= William M. Cafaro =

American businessman (1913–1998)

William M. Cafaro (May 23, 1913 - April 22, 1998) was an American pioneer in mall development who founded the Cafaro Company, one of the nation's largest commercial real estate developers.

== Early years ==

Cafaro was born in Youngstown, Ohio, to Anthony and Flora Diana Cafaro. He grew up in the Hazelton neighborhood of the city's east side and attended East High School. He later attended Hall's Business College.

As a youth, Cafaro worked as a pinsetter at a local bowling alley and maintained a paper route in the city's downtown. At the age of 17, he took a job at a local Republic Steel plant and rose to the position of shift foreman. Meanwhile, Cafaro and his brother, John, owned and operated a popular east side establishment known as the Ritz Bar & Supper Club, which drew top entertainers.

== Career ==

His real estate career began in the 1940s, when he began to buy and sell properties on Youngstown's north side. Cafaro used the proceeds from these sales to purchase a car dealership in Warren, Ohio. In the 1950s, he developed supermarkets in Barberton and Akron. His first major undertaking was the development of a large strip mall in Sharon, Pennsylvania. Over the next few decades, the Cafaro Company developed more than 70 commercial properties. These included shopping centers, open malls, and enclosed regional shopping malls.

In the late 1960s, Cafaro established the Eastwood Mall, in Niles, Ohio, one of the country's first "super regional" enclosed shopping centers. As his obituary notes, "That and other projects nationwide each exceeded 1000000 sqft of retail tenant space under one roof and were considerable engineering feats at the time".

== Civic activities and later years ==

Cafaro was closely associated with the development of Youngstown State University. In the 1960s, he lobbied Ohio state officials to designate YSU as a state university. In addition, he served for years on the board of the YSU Education Foundation, where he was instrumental in the establishment of Cafaro House, a residential honors facility for outstanding students.

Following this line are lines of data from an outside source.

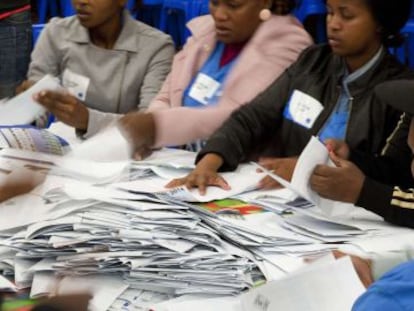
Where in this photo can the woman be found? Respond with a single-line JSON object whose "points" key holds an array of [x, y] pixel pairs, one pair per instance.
{"points": [[383, 184], [108, 61], [327, 92], [234, 54]]}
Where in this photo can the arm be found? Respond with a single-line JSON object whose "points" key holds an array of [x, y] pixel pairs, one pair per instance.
{"points": [[393, 165], [157, 70], [250, 125], [392, 203], [201, 123]]}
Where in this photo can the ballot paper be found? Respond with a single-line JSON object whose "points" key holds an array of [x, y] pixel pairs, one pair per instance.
{"points": [[314, 153], [87, 170], [6, 285], [23, 109], [245, 178], [309, 289]]}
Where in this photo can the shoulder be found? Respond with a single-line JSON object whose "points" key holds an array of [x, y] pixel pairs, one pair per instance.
{"points": [[149, 34], [282, 29], [394, 68], [320, 58], [61, 24]]}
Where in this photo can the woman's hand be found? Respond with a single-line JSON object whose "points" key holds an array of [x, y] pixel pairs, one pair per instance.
{"points": [[66, 108], [139, 130], [338, 147], [282, 167], [341, 183], [205, 174], [24, 86], [362, 267]]}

Cafaro died at the offices of the Cafaro Company on April 22, 1998. Funeral services were held at Our Lady of Mount Carmel Church in Youngstown.

== Honors ==

In 1970, the president of the Republic of Italy made Cafaro a Knight of the Order of the Italian Solidarity. In 1996, he received a lifetime achievement award from the National Italian American Foundation, in Washington, D. C.